Referred by shelters, detox programs, Alcoholics Anonymous or probation officers, some residents are surprised that hope arising from despair can be found through agriculture.
“This is reconnecting me to a time when I actually enjoyed life,” said Duncan Blow, a 34-year-old who did jail time for burglaries to fuel his heroin addiction. “When I was running around with heroin on the streets of Biddeford, I would often think if I died that day it wouldn’t bother me.”
Now he wakes up in the morning and isn’t looking for his next fix. He’s thinking about the ducks. Do they need more shade on a hot summer day?
“Seems crazy to think that this is a rehab, to come out and work in a garden,” said Blow, a razor-thin man with spiky hair and missing teeth. “It’s been the best thing for me in a long time. I enjoy it every day. I don’t care if it’s raining or 120 degrees out, I’ll come out here and go to work. I love it.”
While putting the scattered pieces of their lives back, weeding a raspberry patch helps. “They don’t have to think about the past or the future,” said Ontkush. Just harvesting kale, feeding the pigs or keeping the ducks sheltered is vibrant reality right in front of them.
Inside a refurbished farmhouse, they have meals and participate in group sessions and AA meetings. But a transformative next step to recovery waits right outside on the fertile rolling acres.

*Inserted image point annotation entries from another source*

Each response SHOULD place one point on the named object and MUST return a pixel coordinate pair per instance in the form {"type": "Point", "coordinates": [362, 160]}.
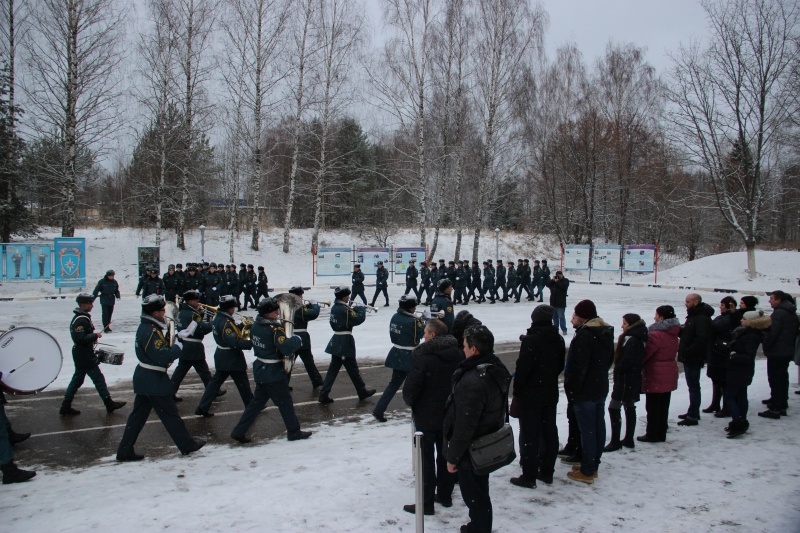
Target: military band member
{"type": "Point", "coordinates": [442, 302]}
{"type": "Point", "coordinates": [262, 285]}
{"type": "Point", "coordinates": [84, 338]}
{"type": "Point", "coordinates": [172, 284]}
{"type": "Point", "coordinates": [270, 346]}
{"type": "Point", "coordinates": [108, 289]}
{"type": "Point", "coordinates": [425, 283]}
{"type": "Point", "coordinates": [412, 274]}
{"type": "Point", "coordinates": [229, 358]}
{"type": "Point", "coordinates": [152, 386]}
{"type": "Point", "coordinates": [342, 345]}
{"type": "Point", "coordinates": [302, 317]}
{"type": "Point", "coordinates": [405, 331]}
{"type": "Point", "coordinates": [357, 287]}
{"type": "Point", "coordinates": [381, 284]}
{"type": "Point", "coordinates": [191, 330]}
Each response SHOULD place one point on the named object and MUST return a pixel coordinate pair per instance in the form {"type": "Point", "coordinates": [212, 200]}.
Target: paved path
{"type": "Point", "coordinates": [93, 436]}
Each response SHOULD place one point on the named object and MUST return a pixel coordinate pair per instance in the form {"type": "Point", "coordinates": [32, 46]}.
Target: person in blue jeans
{"type": "Point", "coordinates": [559, 286]}
{"type": "Point", "coordinates": [590, 355]}
{"type": "Point", "coordinates": [696, 336]}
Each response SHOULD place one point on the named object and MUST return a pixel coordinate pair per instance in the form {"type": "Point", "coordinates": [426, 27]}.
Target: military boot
{"type": "Point", "coordinates": [111, 405]}
{"type": "Point", "coordinates": [13, 474]}
{"type": "Point", "coordinates": [67, 410]}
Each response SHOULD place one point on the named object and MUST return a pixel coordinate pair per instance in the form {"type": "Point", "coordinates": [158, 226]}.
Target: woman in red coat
{"type": "Point", "coordinates": [660, 372]}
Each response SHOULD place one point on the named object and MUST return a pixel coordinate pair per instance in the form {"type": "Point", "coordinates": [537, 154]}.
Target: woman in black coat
{"type": "Point", "coordinates": [741, 367]}
{"type": "Point", "coordinates": [628, 358]}
{"type": "Point", "coordinates": [721, 327]}
{"type": "Point", "coordinates": [541, 361]}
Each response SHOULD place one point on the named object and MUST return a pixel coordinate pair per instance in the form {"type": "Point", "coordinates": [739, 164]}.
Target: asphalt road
{"type": "Point", "coordinates": [92, 437]}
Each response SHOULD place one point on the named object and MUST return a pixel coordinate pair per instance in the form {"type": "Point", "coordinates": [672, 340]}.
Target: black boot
{"type": "Point", "coordinates": [13, 474]}
{"type": "Point", "coordinates": [67, 410]}
{"type": "Point", "coordinates": [616, 426]}
{"type": "Point", "coordinates": [111, 405]}
{"type": "Point", "coordinates": [630, 426]}
{"type": "Point", "coordinates": [715, 399]}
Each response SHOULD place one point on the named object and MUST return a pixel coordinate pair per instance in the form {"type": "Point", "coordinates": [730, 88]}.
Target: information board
{"type": "Point", "coordinates": [369, 257]}
{"type": "Point", "coordinates": [403, 256]}
{"type": "Point", "coordinates": [333, 261]}
{"type": "Point", "coordinates": [606, 257]}
{"type": "Point", "coordinates": [70, 265]}
{"type": "Point", "coordinates": [576, 257]}
{"type": "Point", "coordinates": [640, 258]}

“I feel like it’s saving my life every day,” said Blow. “When I come out here I gain that sense of connection to the land.”
The potency of the program is a perfect illustration of why they came here. A life can be rebuilt from ruins. Agriculture speaks to their ravaged nature without words. Through the seasons, the cycle of life unfolds before them.
“They start seeds under grow lights in February,” says Ouellette. “To see grown men gather around these little seedlings, witness their joy and excitement as they sprout and hearing them talk about the renewal of life, that things go on and start again. And they can start over, too.”
For men like Simpson, who lost his home in Kennebunk, his wife and identity when the bottle called, the country setting restores him. “I could’ve gone to treatment in the city, but it’s dangerous. Too many temptations,” he said. Working outside, or in the greenhouse, walking trails along the property, viewing the White Mountains on a good day, he feels he can make it.
“The most important thing for me is peace and quiet. I grew up in an alcoholic home, all I wanted was peace and quiet,” said Simpson, looking off into the distance. “The quality in my sobriety will come.”